Wind added another dimension to races at Foster City — capsizing. El Toros had enough flotation for you to crawl back in if you capsized. You could get in and bail like mad, and then try to catch up with the fleet. The race course was about a half a mile long. Twice around took around 15 minutes. Capsizing cost you about one minute, so you just might make it up. You probably wouldn’t be the only boat to capsize either, so it was well worth bailing out and going on.
There’s more about Foster City, but first we need to go to Minnesota. Our family trekked to Minnesota every few years. We took the El Toro one time. It was great to have a week to sail any time we felt like it. And we could tie the boat to the dock instead of hauling it home at the end of each day.
We were invited to spend a couple of days at Marcia’s cousin Alaine’s cabin on [Correction] Pelican Lake. Pelican is bigger and more open than Serpent Lake, and the wind was about 20 knots. That lead to big waves with about 15 feet between crests. The sailing club had a standing argument about whether or not you could get an El Toro to surf. Most of the “experts” didn’t think so. It had a rounded bottom, and was just too short in their opinion.
I was intimidated by the waves at Pelican Lake that day. But then I decided to see if I could use the wind and the waves to surf (plane) my El Toro. It took a while to discover the right technique, but after a while I could surf any time I wanted to. Hot dog. It wasn’t long after we got back home that I had a chance to try surfing at a Foster City race. There were no waves there, but the wind was stronger than at Gull Lake.
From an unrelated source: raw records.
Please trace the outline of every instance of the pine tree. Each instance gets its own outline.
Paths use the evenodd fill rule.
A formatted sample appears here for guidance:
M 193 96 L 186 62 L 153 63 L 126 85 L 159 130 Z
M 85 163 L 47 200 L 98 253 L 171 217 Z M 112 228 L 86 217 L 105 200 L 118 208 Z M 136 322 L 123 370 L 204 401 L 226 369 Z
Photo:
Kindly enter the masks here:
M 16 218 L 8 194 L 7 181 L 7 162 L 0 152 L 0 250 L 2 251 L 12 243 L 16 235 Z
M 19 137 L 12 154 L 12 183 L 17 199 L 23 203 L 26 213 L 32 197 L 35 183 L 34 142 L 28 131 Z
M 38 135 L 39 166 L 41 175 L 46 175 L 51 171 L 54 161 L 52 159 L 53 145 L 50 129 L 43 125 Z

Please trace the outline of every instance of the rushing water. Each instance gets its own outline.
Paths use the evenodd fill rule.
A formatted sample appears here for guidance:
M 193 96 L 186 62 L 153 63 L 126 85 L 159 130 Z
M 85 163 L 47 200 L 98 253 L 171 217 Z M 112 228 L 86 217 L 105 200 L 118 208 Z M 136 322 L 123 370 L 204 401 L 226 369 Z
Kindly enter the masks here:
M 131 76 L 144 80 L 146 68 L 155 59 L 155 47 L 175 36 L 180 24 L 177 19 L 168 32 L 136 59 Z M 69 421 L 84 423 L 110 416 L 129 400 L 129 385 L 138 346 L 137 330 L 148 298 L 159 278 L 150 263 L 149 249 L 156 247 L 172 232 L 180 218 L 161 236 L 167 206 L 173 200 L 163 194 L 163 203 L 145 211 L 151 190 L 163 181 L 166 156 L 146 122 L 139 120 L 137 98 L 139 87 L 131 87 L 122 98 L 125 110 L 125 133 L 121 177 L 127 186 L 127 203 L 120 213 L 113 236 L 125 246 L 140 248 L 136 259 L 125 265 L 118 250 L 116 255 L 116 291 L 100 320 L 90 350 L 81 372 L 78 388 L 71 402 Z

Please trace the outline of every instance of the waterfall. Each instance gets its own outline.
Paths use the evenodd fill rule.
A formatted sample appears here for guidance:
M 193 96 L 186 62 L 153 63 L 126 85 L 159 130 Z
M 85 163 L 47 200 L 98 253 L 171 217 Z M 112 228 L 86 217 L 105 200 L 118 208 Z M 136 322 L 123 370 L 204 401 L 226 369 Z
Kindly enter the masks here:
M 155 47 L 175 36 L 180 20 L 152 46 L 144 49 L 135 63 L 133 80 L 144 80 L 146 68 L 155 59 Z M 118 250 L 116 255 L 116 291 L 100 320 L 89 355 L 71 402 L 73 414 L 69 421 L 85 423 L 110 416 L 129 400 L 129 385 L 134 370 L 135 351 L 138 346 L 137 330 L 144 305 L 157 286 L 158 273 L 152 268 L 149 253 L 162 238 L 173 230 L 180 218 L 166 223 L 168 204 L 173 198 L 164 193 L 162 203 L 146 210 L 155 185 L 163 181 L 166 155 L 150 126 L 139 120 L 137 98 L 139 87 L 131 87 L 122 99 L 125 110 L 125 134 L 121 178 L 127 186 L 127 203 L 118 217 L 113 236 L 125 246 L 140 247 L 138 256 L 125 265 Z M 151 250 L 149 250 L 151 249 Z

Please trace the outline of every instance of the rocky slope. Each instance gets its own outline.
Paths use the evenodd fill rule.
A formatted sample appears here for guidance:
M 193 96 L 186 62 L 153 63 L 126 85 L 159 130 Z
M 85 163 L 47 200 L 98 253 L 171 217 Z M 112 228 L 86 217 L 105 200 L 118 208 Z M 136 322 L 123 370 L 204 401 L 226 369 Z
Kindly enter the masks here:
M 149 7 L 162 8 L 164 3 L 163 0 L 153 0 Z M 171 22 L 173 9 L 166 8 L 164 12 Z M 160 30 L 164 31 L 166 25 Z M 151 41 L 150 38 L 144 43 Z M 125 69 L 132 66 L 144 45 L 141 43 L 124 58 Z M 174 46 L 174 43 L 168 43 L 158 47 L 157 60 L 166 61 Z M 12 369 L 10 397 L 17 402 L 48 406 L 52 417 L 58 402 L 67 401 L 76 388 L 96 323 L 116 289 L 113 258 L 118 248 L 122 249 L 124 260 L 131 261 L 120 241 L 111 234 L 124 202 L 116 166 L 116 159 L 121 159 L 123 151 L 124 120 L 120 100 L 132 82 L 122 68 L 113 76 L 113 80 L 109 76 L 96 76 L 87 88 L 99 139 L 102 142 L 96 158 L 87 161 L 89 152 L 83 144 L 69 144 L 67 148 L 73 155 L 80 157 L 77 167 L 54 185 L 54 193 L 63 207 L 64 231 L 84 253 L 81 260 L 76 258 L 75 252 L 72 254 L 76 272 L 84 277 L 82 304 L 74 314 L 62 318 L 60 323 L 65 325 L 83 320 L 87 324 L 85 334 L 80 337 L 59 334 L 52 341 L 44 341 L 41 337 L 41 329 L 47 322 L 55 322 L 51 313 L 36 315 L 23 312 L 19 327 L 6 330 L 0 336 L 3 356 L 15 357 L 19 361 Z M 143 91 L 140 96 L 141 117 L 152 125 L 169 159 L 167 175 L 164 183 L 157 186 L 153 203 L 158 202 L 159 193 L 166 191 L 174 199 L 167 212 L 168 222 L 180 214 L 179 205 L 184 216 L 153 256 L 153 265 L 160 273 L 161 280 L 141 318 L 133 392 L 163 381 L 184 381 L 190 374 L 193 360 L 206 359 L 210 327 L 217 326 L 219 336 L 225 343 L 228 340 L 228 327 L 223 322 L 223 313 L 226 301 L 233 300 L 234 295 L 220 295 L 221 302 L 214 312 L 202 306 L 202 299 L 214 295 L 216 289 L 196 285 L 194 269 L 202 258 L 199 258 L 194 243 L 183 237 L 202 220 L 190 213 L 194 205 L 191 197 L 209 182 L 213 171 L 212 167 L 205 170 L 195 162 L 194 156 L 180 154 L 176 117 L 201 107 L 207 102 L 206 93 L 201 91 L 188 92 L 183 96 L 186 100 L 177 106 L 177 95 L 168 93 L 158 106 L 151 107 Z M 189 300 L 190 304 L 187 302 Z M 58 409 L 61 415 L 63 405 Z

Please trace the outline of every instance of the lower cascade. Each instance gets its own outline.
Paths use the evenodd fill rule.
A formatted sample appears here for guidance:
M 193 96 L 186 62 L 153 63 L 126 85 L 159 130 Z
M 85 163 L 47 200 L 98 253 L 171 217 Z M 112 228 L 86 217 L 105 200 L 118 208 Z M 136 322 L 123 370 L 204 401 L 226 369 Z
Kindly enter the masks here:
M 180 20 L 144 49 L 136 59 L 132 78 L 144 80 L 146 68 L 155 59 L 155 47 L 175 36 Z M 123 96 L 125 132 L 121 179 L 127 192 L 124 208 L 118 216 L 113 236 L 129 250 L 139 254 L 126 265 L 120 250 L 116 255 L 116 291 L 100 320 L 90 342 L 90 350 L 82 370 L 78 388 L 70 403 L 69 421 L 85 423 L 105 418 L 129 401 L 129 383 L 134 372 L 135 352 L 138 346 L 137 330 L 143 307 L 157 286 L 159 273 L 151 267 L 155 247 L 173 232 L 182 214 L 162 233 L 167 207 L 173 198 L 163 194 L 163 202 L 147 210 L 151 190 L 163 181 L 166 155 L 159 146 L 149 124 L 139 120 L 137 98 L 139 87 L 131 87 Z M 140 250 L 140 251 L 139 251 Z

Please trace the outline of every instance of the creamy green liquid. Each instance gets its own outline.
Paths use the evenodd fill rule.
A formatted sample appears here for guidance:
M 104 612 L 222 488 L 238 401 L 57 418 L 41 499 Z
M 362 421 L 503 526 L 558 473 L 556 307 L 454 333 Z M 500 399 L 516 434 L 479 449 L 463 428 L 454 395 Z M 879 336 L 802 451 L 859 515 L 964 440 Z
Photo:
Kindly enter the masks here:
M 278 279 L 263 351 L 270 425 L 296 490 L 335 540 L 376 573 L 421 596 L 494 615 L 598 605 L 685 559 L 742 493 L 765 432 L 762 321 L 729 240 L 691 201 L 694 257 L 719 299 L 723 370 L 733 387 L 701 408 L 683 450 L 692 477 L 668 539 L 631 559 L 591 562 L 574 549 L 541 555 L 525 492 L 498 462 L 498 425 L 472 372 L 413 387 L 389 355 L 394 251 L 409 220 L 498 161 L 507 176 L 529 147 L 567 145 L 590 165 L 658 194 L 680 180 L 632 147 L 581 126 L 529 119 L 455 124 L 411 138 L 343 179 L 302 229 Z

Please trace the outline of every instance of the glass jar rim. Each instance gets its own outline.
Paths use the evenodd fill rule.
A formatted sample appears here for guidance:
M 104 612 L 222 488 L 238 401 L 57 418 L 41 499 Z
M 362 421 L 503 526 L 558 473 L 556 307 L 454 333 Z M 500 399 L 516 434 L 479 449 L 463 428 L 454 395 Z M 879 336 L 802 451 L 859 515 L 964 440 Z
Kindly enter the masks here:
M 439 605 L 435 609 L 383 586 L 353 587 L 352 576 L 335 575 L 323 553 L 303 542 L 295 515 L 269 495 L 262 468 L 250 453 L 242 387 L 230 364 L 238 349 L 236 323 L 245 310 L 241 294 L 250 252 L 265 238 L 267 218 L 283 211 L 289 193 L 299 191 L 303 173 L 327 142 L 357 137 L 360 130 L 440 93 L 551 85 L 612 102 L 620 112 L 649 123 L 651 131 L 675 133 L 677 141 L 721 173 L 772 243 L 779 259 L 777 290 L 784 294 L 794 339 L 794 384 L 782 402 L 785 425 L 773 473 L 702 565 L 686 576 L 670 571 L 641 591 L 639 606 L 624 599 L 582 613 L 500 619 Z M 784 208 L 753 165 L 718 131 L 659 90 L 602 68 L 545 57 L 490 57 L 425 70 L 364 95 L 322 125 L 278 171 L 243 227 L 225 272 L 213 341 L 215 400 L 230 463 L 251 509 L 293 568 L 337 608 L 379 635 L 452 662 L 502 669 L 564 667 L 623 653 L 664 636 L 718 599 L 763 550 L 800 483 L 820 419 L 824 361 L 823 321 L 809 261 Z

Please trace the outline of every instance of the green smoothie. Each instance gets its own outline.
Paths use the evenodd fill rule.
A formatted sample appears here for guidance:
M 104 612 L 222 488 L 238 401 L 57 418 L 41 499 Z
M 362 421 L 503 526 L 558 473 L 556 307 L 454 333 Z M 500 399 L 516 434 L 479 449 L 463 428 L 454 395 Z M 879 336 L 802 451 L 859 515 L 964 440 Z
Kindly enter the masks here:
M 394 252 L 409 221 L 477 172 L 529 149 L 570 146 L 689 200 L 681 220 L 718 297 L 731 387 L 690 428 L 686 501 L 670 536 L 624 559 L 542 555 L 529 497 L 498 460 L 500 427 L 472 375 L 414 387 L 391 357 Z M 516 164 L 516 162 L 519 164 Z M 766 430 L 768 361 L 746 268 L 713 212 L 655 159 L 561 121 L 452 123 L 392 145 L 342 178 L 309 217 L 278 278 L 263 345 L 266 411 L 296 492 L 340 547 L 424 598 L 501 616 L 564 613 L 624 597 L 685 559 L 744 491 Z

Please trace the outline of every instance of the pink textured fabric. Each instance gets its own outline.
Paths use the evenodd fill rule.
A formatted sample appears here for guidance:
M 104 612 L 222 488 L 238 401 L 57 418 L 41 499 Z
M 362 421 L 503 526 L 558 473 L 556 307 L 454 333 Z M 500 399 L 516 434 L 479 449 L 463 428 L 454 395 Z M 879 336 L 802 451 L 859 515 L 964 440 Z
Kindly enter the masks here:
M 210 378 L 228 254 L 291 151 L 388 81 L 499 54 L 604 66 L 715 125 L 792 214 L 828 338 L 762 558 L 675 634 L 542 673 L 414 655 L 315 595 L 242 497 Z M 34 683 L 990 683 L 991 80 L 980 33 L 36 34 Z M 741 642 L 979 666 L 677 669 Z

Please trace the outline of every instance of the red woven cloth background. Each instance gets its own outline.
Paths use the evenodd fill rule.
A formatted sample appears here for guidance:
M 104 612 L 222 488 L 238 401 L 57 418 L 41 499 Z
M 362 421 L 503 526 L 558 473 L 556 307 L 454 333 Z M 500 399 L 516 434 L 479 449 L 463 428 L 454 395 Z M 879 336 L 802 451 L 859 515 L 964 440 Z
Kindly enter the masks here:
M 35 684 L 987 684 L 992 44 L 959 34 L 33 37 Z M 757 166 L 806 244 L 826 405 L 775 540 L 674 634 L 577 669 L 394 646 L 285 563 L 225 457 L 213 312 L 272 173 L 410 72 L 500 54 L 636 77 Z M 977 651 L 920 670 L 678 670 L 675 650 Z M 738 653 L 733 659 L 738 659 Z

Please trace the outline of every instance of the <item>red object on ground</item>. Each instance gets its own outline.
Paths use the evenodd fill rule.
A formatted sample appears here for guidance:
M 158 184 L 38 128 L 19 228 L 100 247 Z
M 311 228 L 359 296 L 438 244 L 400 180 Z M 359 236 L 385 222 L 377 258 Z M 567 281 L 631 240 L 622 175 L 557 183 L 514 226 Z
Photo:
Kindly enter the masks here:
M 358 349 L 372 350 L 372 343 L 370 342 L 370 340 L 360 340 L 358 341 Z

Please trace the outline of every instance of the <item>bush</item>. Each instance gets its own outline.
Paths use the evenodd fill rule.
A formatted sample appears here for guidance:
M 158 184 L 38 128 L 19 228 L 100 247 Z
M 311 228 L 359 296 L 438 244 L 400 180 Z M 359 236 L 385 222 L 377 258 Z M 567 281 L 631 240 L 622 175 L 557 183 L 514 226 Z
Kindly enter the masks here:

Sure enough, I was able to surf one leg of the race course with no trouble. I finished the race two minutes before anyone else. That amazed all of them. Our two best sailors saw how I did it though. They beat me in the next race, but not by much. The rest of the fleet was two minutes behind again. There were no more arguments about surfing El Toros after that.
Dave Gildea brought his Contender in addition to his El Toro one race day. He let me try to sail it, but I could not get it going. This was before the advent of sailboards. If I’d had some Windsurfer experience, I might have been able to sail the Contender, instead of abruptly capsizing it each time I tried.
The Contender has a big, powerful sail like a Hobie Cat, but it has a narrow, single hull. It’s like learning to ride a bicycle. You have to develop a feel for balancing the power of the sail against your position on the boat. There was an alternative though. The wide beam of a catamaran makes it vastly more stable than a Contender, and by then I was also considering a Hobie Cat.
We also held an El Toro race every few years at Corkscrew Slew, another place on the bay. The slew is about 100 feet wide, so it requires a lot of tacking to make your way through it. It’s shallow too. You can’t get too near the banks, or your rudder will get stuck in the mud. Around 50 boats showed up for those races. You can imagine the confusion that followed.